I slog my ass over to this place. It stinks. Literally. Only a block away from Kingsland Avenue, the corner where this building is situated sports a perfume I like to call Petro le Um #5. Being the eager little domicile hunter I was (because I have a strong distaste about being homeless) I go in.
It is a loft. I do not like lofts. Inasmuch as the real estate industry likes to throw around the buzz phrase “artist loft” my experience has been that “artists” generally do not inhabit such spaces. I write this as an artist. 252 Norman Avenue was no exception.

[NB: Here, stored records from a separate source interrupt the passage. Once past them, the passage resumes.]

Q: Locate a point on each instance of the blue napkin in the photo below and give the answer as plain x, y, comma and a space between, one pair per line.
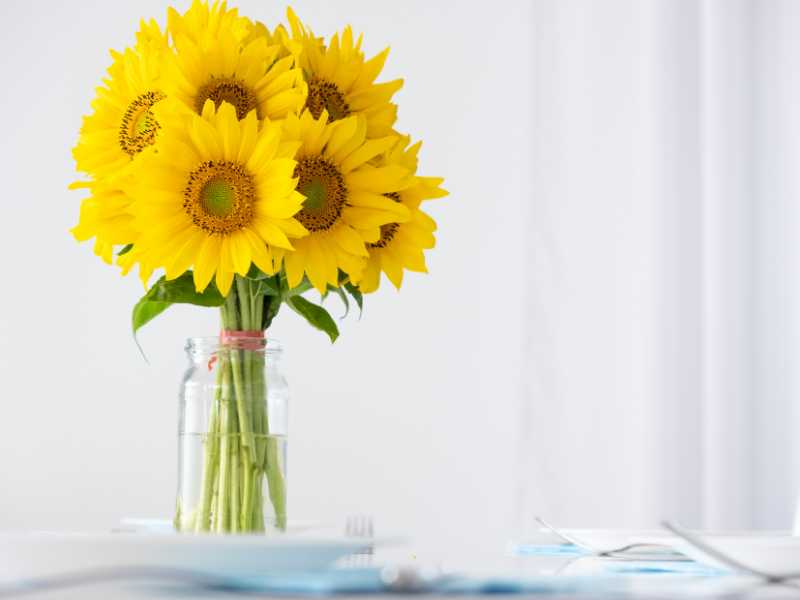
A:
368, 581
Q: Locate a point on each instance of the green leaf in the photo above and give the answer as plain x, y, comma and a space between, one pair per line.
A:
164, 294
268, 284
345, 300
316, 316
357, 296
272, 305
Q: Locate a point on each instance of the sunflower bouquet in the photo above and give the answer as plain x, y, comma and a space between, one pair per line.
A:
246, 166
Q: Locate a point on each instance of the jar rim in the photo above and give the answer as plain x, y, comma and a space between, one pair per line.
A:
209, 344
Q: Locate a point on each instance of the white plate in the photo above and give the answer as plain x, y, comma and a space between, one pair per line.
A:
772, 553
39, 554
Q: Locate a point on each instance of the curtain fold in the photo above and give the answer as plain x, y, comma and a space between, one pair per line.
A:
662, 283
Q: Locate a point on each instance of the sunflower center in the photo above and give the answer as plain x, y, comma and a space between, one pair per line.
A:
324, 95
220, 197
326, 194
139, 127
389, 230
227, 89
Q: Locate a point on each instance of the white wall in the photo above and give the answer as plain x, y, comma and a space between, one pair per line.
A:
410, 417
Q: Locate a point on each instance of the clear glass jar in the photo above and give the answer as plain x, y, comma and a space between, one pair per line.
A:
232, 436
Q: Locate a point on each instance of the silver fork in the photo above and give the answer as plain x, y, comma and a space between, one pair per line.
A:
360, 527
725, 559
624, 552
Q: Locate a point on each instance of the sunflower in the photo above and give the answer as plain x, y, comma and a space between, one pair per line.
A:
218, 197
204, 22
105, 216
342, 82
344, 207
122, 124
401, 245
213, 61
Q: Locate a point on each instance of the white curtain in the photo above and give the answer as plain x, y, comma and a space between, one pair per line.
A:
663, 339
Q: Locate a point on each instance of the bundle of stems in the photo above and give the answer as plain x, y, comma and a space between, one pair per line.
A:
239, 454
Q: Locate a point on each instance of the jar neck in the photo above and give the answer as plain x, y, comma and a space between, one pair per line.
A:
203, 349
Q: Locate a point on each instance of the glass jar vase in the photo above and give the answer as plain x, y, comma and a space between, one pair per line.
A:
232, 436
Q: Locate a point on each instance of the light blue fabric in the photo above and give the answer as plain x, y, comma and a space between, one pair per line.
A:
368, 580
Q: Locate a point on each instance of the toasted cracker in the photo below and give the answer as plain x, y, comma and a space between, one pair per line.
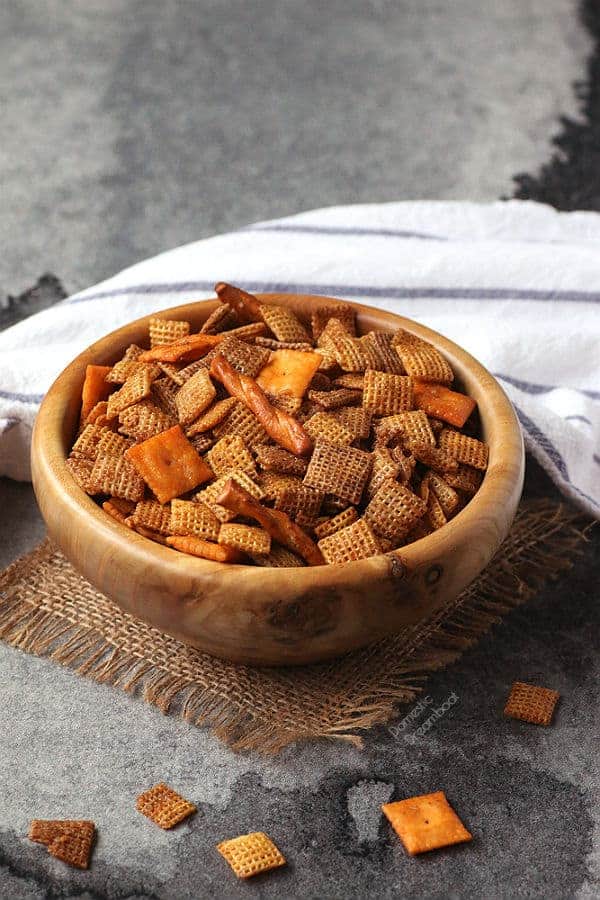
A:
338, 470
251, 854
284, 324
230, 452
166, 331
275, 459
385, 394
164, 806
394, 510
531, 703
245, 538
465, 449
169, 464
427, 822
336, 523
117, 477
343, 312
355, 541
301, 503
136, 388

I look around and note the “stoner special” layout of the living area: three really big, threadbare sofas encircling a very expensive widescreen television set. I am shown the room that is for rent: it is (maybe) eight by ten feet. It has no windows whatsoever. They are asking $600 a month for this piece of shit. In 2001.
I am then subjected to a gauntlet of questions by the residents of this place. I smile and answer them politely. Then I go home.
A weeks goes by and I get a phone call. It is one of the fellows from this apartment.
Me: So did I get the share?
Dude: No, but I thought you were cute and wondered if you’d like to go out on a date.
WTF!?!
When I told my buddy Larry about this recently, he opined:
You should have gone out with the guy and moved in with him. That way you will have a place to live and not have to pay rent.
Funny man, that Larry.
That said, there is something so utterly WRONG about using apartment share interviews to pick up chicks. It takes real chutzpah to call someone, tell her she did NOT get the share and then ask her on a date. Truth be told, it gave me the fucking creeps. So I give this jerk a…
In case you are wondering, I ended up putting all my shit in storage and sofa surfing until I found a place of my own. I can honestly say that one month of sofa-surfing wasn’t that bad when faced with my alternatives.